After an anecdote about efficient interview processes, the article introduces a classic algorithmic problem: given a total memory space of 100 bytes and a set of already allocated intervals, allocate a new block of a specified size using a greedy strategy that prefers the free segment closest in size to the request and positioned immediately after the previous allocation.

The solution first checks whether any of the existing intervals overlap; if an overlap is found the request is deemed invalid and the program outputs -1 .
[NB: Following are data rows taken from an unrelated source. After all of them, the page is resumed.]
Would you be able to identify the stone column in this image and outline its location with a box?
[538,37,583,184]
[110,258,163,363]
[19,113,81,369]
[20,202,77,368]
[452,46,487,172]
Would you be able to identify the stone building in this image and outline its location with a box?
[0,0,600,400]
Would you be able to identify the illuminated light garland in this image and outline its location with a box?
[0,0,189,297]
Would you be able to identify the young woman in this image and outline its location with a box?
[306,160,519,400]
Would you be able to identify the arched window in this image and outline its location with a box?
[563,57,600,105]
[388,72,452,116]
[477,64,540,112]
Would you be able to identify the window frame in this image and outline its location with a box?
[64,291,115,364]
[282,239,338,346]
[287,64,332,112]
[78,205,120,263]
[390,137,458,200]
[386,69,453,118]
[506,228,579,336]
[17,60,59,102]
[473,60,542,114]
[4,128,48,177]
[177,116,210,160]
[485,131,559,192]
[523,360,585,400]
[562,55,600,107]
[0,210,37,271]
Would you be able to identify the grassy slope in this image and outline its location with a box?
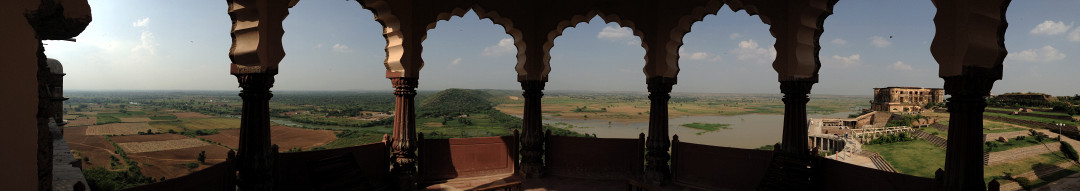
[983,152,1065,181]
[863,139,945,178]
[983,112,1080,125]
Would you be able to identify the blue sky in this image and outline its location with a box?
[45,0,1080,95]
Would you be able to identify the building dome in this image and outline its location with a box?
[45,58,64,74]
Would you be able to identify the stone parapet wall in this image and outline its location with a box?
[983,115,1080,139]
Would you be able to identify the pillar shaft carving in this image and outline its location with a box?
[930,0,1011,190]
[645,77,675,185]
[522,81,546,178]
[780,81,813,155]
[235,73,274,190]
[390,78,417,190]
[944,67,996,190]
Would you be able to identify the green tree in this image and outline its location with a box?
[1061,141,1080,162]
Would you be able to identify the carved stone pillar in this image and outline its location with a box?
[235,73,274,190]
[944,71,997,190]
[37,41,55,190]
[645,77,675,185]
[522,81,546,178]
[780,81,813,155]
[390,78,417,190]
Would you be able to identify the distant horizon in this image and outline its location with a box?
[44,0,1080,95]
[64,87,915,96]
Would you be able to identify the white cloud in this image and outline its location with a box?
[731,39,777,64]
[728,32,742,40]
[132,30,158,55]
[330,43,352,53]
[679,49,724,63]
[833,54,863,68]
[450,57,461,65]
[833,38,848,45]
[596,26,640,45]
[870,36,892,47]
[1031,21,1072,36]
[690,52,708,60]
[132,17,150,27]
[892,62,912,70]
[1068,27,1080,42]
[1007,45,1065,63]
[596,26,634,40]
[481,38,517,56]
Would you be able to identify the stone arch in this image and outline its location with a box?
[542,9,609,81]
[356,0,473,78]
[597,0,724,79]
[725,0,837,82]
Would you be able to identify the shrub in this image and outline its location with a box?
[1061,141,1080,162]
[184,162,199,169]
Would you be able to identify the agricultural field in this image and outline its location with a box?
[199,126,337,151]
[86,123,161,135]
[876,107,1080,189]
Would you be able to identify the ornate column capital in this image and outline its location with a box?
[519,80,548,93]
[233,73,274,90]
[390,77,418,190]
[519,80,546,178]
[780,81,816,95]
[645,77,676,94]
[390,78,419,96]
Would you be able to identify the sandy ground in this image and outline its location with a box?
[199,126,337,151]
[127,145,229,178]
[85,123,160,135]
[109,134,189,144]
[173,112,213,119]
[117,138,211,153]
[64,126,120,167]
[65,117,97,126]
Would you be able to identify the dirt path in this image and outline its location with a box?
[988,142,1062,165]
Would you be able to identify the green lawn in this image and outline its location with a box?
[921,120,1027,136]
[986,107,1069,117]
[683,122,731,135]
[983,137,1057,152]
[983,120,1027,134]
[180,118,240,129]
[863,139,945,178]
[983,151,1076,183]
[150,114,176,120]
[983,112,1080,125]
[919,126,948,139]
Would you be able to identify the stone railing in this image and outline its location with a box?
[983,115,1080,139]
[855,150,896,173]
[986,109,1072,121]
[930,123,948,132]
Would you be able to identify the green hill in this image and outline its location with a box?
[417,88,495,117]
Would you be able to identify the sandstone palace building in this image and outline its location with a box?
[870,86,945,112]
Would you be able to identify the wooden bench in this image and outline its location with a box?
[124,150,237,191]
[672,135,773,190]
[631,135,773,191]
[274,142,392,190]
[526,131,645,190]
[417,131,524,190]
To handle edge cases uniformly, two sentinel intervals [-1, 0] and [100, 101] are added to the list, representing the free space before the first allocation and after the last one. By iterating over each pair of adjacent intervals, the algorithm computes the size of the free gap ( next_start - end ) and keeps the smallest gap that is still at least as large as the requested size.

Overlap‑checking snippet:

intervals.sort(key = lambda x: x[0])
isOverlap = False
for i in range(1, len(intervals)):
    start = intervals[i][0]
    pre_end = intervals[i-1][1]
    if start < pre_end:
        isOverlap = True
        break

Full allocation algorithm:

size = int(input())
intervals = []
while True:
    try:
        start, memory_size = map(int, input().split())
        intervals.append([start, start + memory_size])
    except:
        break

intervals.sort(key = lambda x: x[0])
isOverlap = False
for i in range(1, len(intervals)):
    if intervals[i][0] < intervals[i-1][1]:
        isOverlap = True
        break
if isOverlap:
    print(-1)
else:
    ans = -1
    free_size = 100
    intervals = [[-1, 0]] + intervals + [[100, 101]]
    for i in range(len(intervals)-1):
        end = intervals[i][1]
        nxt_start = intervals[i+1][0]
        if free_size > nxt_start - end >= size:
            ans = end
            free_size = nxt_start - end
    print(ans)

The article concludes by noting that mastering such problems, together with many other classic LeetCode questions, builds a solid foundation for algorithmic interviews.